Looking at local corn prices, as of June 24 immediate delivery price for old crop corn was $3.90 and for harvest delivery the price as $4.01.

“There isn’t much carry in the futures. Basis levels are very similar, but the futures are higher.” Olson noted, adding that corn futures for July closed at $4.47 and for December at $4.57.

At one local elevator in west central Minnesota regularly followed in this column, as of June 25, the July cash price for corn was $4.22 and basis was 29 cents under. December 2019 cash price was listed at $4.21 and basis was 40 cents under.

“For corn producers, I really think farmers should seriously look at cleaning out bins of old crop corn,” Olson suggested. “Is there still some upside potential? Yes, but what’s happening is that as prices were going up we did get some farmer selling. In listening to some elevator managers more recently some of that farmer selling is tapering off.

“Farmers, I think, are getting a bit more optimistic that prices will keep going up so they want to hold back and wait,” he continued. “I’m not saying that’s a bad strategy, but I think it’s a risky strategy. If everybody starts doing that I think we’re going to have some basis problem as we get into the middle of the summer.

“I know why farmers (in the region) are being a bit more cautious about pricing their new crop because we have a long growing season ahead of us, but what I’m trying to get at is that this is the highest prices in three years we’ve seen for old crop corn that’s in the bins,” he said. “If you want to gamble, I understand why you’re less comfortable doing a lot of forward pricing on corn that’s in the ground right now, but you know how many bushels you have in the bin and you know exactly how many bushels you can sell and I keep asking farmers the question - what are you waiting for? Higher prices is not a good answer. They can go down too.”

Another factor the market is looking at is corn from South America. Brazil is a major competitor of the U.S. in the corn market and has a very good crop coming.

Brazil had a good summer crop and their winter crop, which is being harvested now, looks to have very good yields so the U.S. will have good competition in the world market.

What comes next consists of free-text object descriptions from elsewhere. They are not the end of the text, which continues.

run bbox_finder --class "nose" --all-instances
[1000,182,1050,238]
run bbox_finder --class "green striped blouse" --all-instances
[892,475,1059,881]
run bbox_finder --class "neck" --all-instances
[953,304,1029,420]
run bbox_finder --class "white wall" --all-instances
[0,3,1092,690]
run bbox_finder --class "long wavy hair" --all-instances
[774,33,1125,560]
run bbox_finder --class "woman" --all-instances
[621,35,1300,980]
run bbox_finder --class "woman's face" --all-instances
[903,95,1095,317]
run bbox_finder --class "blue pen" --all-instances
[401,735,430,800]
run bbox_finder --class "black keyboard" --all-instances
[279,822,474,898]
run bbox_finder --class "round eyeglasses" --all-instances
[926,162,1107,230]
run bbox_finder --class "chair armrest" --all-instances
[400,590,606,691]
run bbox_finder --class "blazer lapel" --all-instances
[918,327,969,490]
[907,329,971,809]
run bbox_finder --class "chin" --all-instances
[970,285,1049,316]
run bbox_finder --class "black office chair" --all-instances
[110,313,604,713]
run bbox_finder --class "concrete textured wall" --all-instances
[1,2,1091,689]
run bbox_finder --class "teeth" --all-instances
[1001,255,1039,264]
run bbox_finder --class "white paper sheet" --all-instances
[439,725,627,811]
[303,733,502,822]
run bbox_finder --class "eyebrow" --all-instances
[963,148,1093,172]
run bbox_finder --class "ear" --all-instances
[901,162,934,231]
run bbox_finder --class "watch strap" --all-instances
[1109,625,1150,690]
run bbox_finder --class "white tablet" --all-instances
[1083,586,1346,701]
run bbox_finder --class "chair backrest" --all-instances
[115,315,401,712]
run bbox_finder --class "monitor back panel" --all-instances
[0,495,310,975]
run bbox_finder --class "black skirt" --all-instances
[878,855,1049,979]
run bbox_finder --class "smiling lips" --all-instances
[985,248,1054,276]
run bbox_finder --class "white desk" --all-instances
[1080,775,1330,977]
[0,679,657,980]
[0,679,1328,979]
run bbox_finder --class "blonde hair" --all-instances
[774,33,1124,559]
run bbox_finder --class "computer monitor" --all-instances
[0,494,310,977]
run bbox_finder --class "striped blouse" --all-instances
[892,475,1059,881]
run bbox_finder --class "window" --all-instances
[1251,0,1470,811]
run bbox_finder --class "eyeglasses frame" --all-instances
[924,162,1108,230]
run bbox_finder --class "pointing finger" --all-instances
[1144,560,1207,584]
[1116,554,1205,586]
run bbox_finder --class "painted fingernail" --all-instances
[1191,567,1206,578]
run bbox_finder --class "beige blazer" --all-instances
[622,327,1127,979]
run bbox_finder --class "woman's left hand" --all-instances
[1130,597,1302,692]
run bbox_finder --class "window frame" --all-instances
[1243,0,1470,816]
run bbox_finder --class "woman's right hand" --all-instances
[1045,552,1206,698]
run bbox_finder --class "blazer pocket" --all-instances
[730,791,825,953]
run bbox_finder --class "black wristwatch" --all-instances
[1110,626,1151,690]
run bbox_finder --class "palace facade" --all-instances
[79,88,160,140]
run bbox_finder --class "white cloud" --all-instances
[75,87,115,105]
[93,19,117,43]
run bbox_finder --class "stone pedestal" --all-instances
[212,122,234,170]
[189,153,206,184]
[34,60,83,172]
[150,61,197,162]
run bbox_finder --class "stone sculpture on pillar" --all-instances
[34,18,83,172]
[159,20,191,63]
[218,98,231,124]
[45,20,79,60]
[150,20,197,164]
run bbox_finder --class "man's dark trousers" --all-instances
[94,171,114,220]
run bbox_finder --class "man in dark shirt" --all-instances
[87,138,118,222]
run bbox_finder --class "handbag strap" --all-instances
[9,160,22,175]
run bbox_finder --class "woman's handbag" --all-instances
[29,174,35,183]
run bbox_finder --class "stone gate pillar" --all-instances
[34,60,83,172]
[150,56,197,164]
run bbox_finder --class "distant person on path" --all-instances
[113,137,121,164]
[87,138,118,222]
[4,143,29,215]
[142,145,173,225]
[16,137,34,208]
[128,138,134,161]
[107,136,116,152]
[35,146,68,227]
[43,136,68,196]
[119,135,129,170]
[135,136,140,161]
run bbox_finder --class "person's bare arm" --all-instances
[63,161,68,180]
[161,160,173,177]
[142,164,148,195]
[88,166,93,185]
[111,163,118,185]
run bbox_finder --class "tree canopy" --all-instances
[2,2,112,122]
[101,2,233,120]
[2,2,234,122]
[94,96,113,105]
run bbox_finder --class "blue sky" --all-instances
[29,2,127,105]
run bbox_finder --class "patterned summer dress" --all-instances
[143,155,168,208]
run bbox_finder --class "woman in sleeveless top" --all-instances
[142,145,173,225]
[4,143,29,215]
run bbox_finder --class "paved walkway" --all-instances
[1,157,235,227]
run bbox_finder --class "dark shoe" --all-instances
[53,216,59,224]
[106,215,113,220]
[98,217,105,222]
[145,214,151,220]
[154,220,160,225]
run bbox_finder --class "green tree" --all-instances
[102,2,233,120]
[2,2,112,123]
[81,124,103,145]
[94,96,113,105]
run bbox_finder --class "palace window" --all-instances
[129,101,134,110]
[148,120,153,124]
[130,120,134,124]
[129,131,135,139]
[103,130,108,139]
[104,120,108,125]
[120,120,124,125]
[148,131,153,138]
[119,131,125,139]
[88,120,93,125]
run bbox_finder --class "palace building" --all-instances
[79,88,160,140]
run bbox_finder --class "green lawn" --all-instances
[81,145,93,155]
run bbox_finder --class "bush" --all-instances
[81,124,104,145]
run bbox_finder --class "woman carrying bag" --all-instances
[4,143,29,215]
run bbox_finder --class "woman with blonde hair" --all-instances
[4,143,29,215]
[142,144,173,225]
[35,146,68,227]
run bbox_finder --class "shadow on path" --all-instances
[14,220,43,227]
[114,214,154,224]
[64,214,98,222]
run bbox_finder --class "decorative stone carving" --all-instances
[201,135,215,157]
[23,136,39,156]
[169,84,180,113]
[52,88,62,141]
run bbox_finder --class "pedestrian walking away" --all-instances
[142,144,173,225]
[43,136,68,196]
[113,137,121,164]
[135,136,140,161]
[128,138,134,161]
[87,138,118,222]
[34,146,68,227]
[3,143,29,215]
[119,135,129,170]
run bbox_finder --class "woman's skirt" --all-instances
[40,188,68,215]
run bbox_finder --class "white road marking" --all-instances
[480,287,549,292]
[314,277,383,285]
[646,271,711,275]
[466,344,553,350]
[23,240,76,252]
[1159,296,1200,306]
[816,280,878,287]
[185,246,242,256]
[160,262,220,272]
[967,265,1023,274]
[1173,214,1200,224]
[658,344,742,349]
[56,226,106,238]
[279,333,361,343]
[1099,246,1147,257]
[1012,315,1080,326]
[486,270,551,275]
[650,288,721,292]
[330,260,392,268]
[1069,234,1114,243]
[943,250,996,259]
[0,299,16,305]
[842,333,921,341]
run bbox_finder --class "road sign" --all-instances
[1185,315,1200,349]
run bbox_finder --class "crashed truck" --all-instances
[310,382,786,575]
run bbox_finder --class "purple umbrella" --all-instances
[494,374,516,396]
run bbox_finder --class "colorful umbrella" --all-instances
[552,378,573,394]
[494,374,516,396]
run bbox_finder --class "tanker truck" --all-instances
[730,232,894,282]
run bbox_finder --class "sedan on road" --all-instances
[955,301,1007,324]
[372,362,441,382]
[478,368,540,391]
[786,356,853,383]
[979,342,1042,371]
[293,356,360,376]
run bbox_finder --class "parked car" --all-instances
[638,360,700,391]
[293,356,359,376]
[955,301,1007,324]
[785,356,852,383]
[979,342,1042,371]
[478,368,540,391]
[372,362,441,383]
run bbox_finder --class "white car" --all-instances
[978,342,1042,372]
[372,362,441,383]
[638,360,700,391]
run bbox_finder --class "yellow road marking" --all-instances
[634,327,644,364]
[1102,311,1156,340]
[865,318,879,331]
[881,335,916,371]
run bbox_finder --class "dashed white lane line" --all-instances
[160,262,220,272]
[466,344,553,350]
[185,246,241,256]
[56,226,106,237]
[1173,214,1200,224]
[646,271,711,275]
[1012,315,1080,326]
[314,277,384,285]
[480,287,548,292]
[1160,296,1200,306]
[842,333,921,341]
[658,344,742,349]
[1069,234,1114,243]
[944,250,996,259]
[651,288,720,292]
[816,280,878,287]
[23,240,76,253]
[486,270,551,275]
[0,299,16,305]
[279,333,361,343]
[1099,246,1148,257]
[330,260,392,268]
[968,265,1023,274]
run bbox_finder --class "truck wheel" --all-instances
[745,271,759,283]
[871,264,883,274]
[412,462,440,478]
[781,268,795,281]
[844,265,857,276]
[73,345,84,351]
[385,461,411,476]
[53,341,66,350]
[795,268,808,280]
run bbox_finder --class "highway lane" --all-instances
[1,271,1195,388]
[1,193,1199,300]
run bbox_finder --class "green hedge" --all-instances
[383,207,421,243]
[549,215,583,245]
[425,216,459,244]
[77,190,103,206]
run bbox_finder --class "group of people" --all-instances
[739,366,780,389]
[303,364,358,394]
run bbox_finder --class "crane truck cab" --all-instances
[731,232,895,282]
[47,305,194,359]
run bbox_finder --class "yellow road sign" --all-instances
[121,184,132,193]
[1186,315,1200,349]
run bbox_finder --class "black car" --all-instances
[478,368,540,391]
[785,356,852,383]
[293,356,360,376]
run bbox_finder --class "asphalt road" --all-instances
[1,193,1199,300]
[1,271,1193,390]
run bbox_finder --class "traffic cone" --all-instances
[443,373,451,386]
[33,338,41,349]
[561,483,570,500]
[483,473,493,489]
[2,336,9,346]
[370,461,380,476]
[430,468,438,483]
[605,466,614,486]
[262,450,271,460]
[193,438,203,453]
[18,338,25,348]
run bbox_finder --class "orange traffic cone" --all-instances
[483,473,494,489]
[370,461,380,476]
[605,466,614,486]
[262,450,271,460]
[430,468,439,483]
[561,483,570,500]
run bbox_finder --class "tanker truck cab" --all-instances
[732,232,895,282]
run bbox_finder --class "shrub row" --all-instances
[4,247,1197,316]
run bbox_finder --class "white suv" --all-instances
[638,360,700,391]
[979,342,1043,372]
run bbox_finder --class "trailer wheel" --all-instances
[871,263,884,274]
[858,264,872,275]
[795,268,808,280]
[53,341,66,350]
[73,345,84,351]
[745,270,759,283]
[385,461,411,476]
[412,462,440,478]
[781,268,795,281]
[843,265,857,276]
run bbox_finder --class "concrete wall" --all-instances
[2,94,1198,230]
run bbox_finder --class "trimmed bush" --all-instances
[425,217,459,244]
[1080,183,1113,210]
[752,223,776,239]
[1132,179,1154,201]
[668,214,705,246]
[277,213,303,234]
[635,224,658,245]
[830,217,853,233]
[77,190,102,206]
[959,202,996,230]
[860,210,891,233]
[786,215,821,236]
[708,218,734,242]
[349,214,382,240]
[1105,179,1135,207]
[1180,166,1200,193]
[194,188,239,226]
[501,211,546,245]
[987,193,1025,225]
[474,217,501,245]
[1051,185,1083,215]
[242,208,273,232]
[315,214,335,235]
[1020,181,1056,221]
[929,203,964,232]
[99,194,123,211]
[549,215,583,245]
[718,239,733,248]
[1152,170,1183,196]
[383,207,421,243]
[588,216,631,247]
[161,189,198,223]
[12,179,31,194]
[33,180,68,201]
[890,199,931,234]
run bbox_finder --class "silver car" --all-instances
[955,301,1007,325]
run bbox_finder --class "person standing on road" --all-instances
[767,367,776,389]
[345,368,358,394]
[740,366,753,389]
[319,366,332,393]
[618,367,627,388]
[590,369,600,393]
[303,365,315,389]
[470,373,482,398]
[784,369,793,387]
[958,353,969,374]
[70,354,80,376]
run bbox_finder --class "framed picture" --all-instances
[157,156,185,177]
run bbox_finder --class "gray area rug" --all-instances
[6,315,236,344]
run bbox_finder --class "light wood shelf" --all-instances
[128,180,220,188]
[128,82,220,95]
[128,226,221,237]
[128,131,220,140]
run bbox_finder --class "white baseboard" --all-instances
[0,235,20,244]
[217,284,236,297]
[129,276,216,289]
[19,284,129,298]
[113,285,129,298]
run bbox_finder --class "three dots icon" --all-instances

“We’re not the only country that can sell corn, and we still rely heavily on exports for our corn supplies,” he said. “I understand why farmers are optimistic price-wise given what’s going on in the Corn Belt, but if they’re wrapped up in ‘oh, it needs to go higher,’ but all of a sudden it can go lower because we forget about all these other conditions.

“Exports, ethanol and feed demand, each of those is sensitive right now to higher prices so the question is how high can they go before buyers back out?” he asked. “We’re caught up right now in this euphoria of higher prices and, at least in the Northern Plains where it looks like our crop is progressing though it’s still a little behind and there’s some concerns about that.

“But I’m looking at old crop corn and you’ve got to move that old crop corn out of the bin before harvest to make room. I’m worried that by the time we get into mid-summer and everybody holds and stalls, that we’ll have a lot of grain moving in the middle of the summer and basis levels are going to suffer,” he added.

“I want to caution everybody not to get overly bullish.”